Enfin, reste le point de vue de la méthode. À ce point de vue, il y a d’abord ceux qui veulent suivre la méthode naturelle, ou, comme Kant les appelle, les naturalistes de la raison, qui pensent que par la raison commune sans science ou par le sens commun tout seul on réussit beaucoup mieux que par la spéculation scientifique dans ces hautes questions de la métaphysique ; mais ceux qui suivent systématiquement cette méthode font preuve d’une grande absurdité, car ils abandonnent précisément tout ce qui est nécessaire pour arriver à une véritable connaissance. Quant à ceux qui reconnaissant la nécessité d’une méthode scientifique, ils se sont divisés jusqu’ici en deux écoles, dont la première a suivi la méthode dogmatique, et la seconde, la méthode sceptique. Wolf, dans les temps modernes, peut être considéré comme le représentant de la première, et David Hume, comme celui de la seconde.
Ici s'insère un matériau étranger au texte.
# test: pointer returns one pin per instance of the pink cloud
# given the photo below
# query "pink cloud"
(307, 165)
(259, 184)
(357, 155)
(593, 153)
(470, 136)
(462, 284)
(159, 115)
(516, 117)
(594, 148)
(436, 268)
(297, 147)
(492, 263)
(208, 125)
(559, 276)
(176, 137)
Mais il restait une voie intermédiaire : la méthode critique. « Le lecteur, dit Kant (c’est par ces lignes qu’il termine son ouvrage), le lecteur qui a eu la complaisance et la patience de la suivre avec moi, peut juger maintenant. si dans le eas où il lui plairait de concourir à faire de ce sentier une route royale, ce que tant de siècles n’ont pu exécuter, ne pourrait pas être accompli avant la fin de celui-ci, c’est-à-dire si l’on ne pourrait pas satisfaire entièrement la raison humaine dans une matière qui a toujours, mais inutilement jusqu’ici, occupé sa curiosité. »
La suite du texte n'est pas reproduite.